Ein hochspannender Roman – auch wunderbar gestaltet: Das ist der Thriller 64 des Japaners Hideo Yokoyama. Er erzählt in diesem Buch, an dem er 10 Jahre arbeitete, vom Pressedirektor Mikami. Dieser versieht im Pressebüro der Polizeibehörde in der Pröfektur D seinen Dienst. Er steht als Bindeglied zwischen der Presse und der Polizeibehörde, wird aber von beiden Seiten schikaniert und ausgegrenzt. Nicht leichter wird sein Job dadurch, dass seine Tochter verschwunden ist.

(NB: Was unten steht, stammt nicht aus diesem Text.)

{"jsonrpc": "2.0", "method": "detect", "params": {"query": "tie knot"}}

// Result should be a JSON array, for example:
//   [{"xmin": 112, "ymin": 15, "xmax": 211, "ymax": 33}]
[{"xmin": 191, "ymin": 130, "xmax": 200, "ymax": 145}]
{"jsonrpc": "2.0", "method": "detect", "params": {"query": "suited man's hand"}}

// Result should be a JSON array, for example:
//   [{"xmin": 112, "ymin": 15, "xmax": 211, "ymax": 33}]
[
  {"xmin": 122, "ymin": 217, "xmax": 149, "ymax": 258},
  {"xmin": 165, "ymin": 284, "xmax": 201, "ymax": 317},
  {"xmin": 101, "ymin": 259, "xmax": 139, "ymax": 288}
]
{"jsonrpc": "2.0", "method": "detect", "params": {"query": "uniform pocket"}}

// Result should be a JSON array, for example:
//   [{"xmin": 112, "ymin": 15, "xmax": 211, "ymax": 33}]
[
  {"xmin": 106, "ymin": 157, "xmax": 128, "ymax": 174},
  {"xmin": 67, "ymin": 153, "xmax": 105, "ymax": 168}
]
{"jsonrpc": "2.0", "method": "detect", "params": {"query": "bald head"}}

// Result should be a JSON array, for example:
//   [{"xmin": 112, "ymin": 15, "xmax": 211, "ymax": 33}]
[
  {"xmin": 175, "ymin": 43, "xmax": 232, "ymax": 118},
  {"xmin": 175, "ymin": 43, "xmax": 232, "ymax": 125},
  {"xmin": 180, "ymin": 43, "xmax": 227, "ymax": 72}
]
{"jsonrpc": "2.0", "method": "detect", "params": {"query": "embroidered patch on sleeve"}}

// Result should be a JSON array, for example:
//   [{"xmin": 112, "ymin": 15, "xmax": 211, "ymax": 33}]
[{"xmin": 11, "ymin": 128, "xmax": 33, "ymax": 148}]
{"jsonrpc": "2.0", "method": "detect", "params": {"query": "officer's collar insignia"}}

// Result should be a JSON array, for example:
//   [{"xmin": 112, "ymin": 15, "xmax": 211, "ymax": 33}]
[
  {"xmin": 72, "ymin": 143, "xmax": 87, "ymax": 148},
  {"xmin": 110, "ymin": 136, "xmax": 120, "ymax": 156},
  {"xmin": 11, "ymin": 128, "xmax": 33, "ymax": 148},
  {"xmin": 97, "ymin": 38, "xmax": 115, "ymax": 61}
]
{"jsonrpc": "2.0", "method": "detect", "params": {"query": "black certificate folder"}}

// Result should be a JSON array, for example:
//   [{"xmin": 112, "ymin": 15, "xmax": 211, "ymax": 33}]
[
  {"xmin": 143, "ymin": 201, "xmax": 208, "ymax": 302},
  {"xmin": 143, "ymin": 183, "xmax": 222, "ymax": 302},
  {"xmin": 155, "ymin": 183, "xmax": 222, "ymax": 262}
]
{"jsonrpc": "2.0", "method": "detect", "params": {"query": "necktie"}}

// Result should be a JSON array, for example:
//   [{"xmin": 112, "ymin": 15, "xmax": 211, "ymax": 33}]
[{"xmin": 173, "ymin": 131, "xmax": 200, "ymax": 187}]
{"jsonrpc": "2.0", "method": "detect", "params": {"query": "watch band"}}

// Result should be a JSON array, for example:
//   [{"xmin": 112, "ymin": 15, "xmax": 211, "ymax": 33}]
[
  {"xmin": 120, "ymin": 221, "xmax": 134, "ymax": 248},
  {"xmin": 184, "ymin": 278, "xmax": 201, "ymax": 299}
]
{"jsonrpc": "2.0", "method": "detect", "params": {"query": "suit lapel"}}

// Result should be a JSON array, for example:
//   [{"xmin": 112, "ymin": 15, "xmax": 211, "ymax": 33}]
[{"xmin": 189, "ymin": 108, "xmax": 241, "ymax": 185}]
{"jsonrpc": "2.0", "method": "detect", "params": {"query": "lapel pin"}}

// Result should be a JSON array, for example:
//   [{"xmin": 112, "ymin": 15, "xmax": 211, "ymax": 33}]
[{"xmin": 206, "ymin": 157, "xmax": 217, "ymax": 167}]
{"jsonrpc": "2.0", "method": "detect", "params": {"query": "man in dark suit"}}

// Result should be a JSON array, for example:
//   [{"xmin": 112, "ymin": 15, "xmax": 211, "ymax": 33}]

Und dann soll er auch noch alles für den Besuch eines ranghohen Polizeibeamten vorbereiten, der sich in Sachen 64 umtun will. Jener Fall treibt bis heute die Ermittler um, erinnert er sie doch an ihr größtes Versagen. 1989 wurde ein junges Mädchen entführt, der Erpresser entkam mit der Beute und ermordete das Mädchen. Die Angehörigen sind verzweifelt und der Polizei gelang es nicht, Ermittlungserfolge zu erzielen. Nun bringt die Nachricht der Polizeibehörde alles durcheinander – und plötzlich ist abermals ein Mädchen verschwunden. Mikami ermittelt zwischen den Fronten selbst und droht dabei zerrieben zu werden.

Das Buch überzeugt mit phasenweiser Hochspannung, mit einer genauen Zeichnung der Polizeibehörde, ihrer Dynamiken und ihrer Abgründe. Daneben gibt das Buch auch tiefe Einblicke in die japanische Mentalität und bringt jede Menge glaubhafter Figuren aufs Tapet.

Der Text wurde im Übrigen nicht aus dem japanischen Original, sondern von der englischen Übersetzung her ins Deutsche übertragen. Getan haben dies Sabine Roth und Nikolaus Stingl. Ohne das Original zu kennen meine ich, dass sie ihren Job sehr gut erledigthaben.